12. "bebop has a rep as all brain and not danceable but" In response to Reply # 0 Fri Feb-27-15 12:19 PM by Jon
Every time I dive into my fairly large Dizzy collection, I want to move. Yeah I'm definitely cerebrally stimulated, but I'm also emotionally stirred and my body gets into it. Sure, it might not lend itself to a particular easily established set of dance steps, but I always found it ironic that Dizzy was simultaneously criticized for co-founding an "undanceable" jazz while also being shorted for being too much of a dancer for serious jazz heads lol.

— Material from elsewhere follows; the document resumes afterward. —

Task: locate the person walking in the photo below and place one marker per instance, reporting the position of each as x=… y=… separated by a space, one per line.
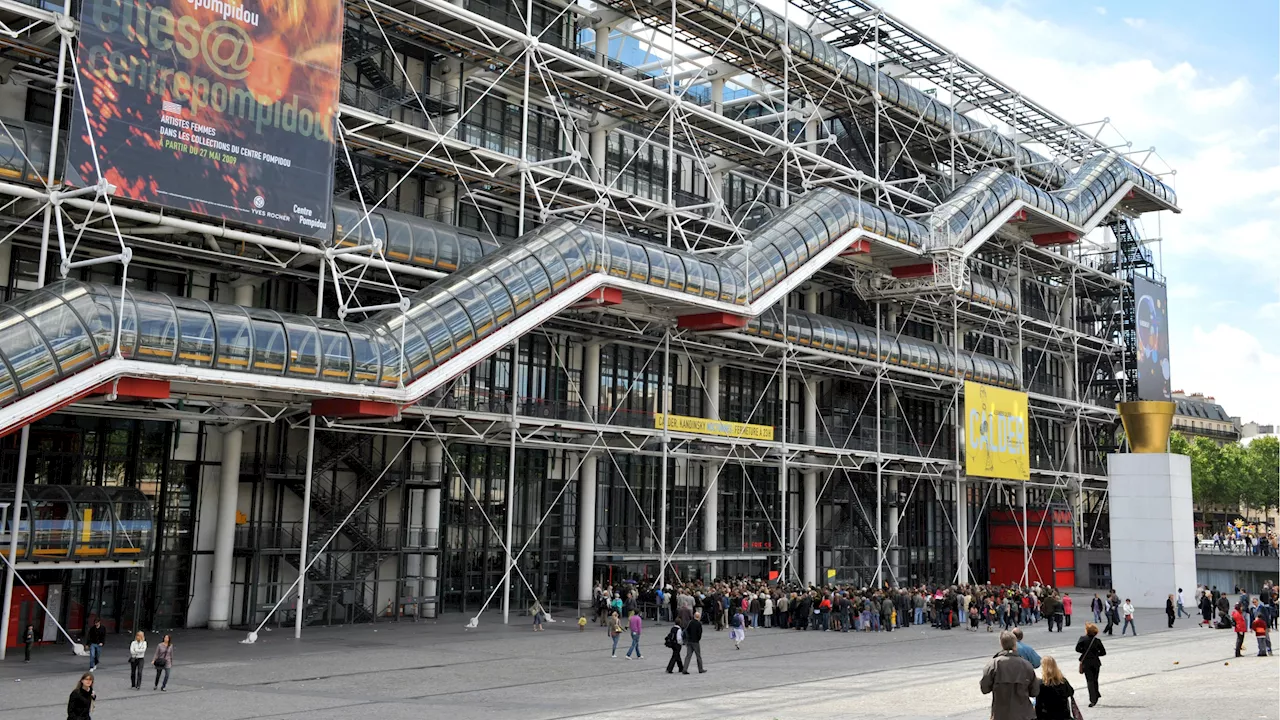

I know very very very little theory, I'm familiar with a wide range of jazz, and Dizzy Gillespie is my favorite jazz artist period. Bebop or otherwise.
Bebop is cerebral but its not like only theory experts can enjoy it. Its also packed with flavor, at least when it comes to Diz or Sandoval. Charlie Parker might be a bit more "strictly for the sport". I still truthfully find his music more "impressive" than rewarding, tho I'm sure plenty Bird afficianados would object. To me, Diz represents the perfect marriage of Brain & Booty.
For a bebop novice, Dizzy might be the better starting point (over Bird) from which an appreciation of Bird and bebop in general can spring. That's not because Dizzy is less sophisticated (I'm sure ppl would debate both sides of that), but if you're like me you can have more immediate dose of pleasure while organically growing a deeper familiarity with the mechanisms of bebop. I don't have the theory vocab to talk about it the way others in here do, but I'm pretty sure my ear&mind is noticing and picking up on many of the same principles they describe and that comes with familiarity, which comes from really enjoying it enough to listen a lot.
17. "I'd say Dizzy was more ''out'' than Charlie tonally..." In response to Reply # 12
I think Charlie was more stringently blues-based; granted, he played the blues-scale in keys that were "wrong yet right" harmonically and thus sounds quite wacky at times but the point is that his melodicism was very blues-based.
Dizzy on the other hand was very blues-based too but I think he put in more "off"-notes and chromaticism and non-scale passing-tones in his solos so it was like expanded blues just like Charlie but a bit different in approach, like maybe Dizzy was more in tune with the expected tonality but put a lot of "off-notes" and chromaticism in there whereas Charlie was more "out" harmonically but more "in" melodically if that makes sense.
Then again, it could be because of the relatively more inprecise pitch of the trumpet compared with the sax that make me feel this way; the trumpet is of course a very "out" instrument in terms of pitch...
18. "No, I completely agree" In response to Reply # 17
In that way and in other ways, you could say Diz took greater risks or whatever (they both took risks)
Yet, I FEEL all that stuff (dissonance and all) in a way that I don't (yet) FEEL it with Bird. And by "feel" I dot mean its more bluesy or whatever, I just mean I feel it in my bones.
Bird is like a supercomputer generating the most intricate mathematically precise shit you can imagine (Eminem), while Diz is arguably just as intricate and precise, but in a way that can't be graphed by a computer, breaking more rules and touching more of those human nerves (Pharoahe Monch)
14. "I COMPLETELY agree with that George Clinton perspective btw" In response to Reply # 0
You can do all kinds of complex amazing stuff in music (and art) but if it doesn't have the kid-appeal in its core somewhere, it becomes a mere science project. That's not to say that the final product has to be something a kids love, but the kid in people should at least be addressed.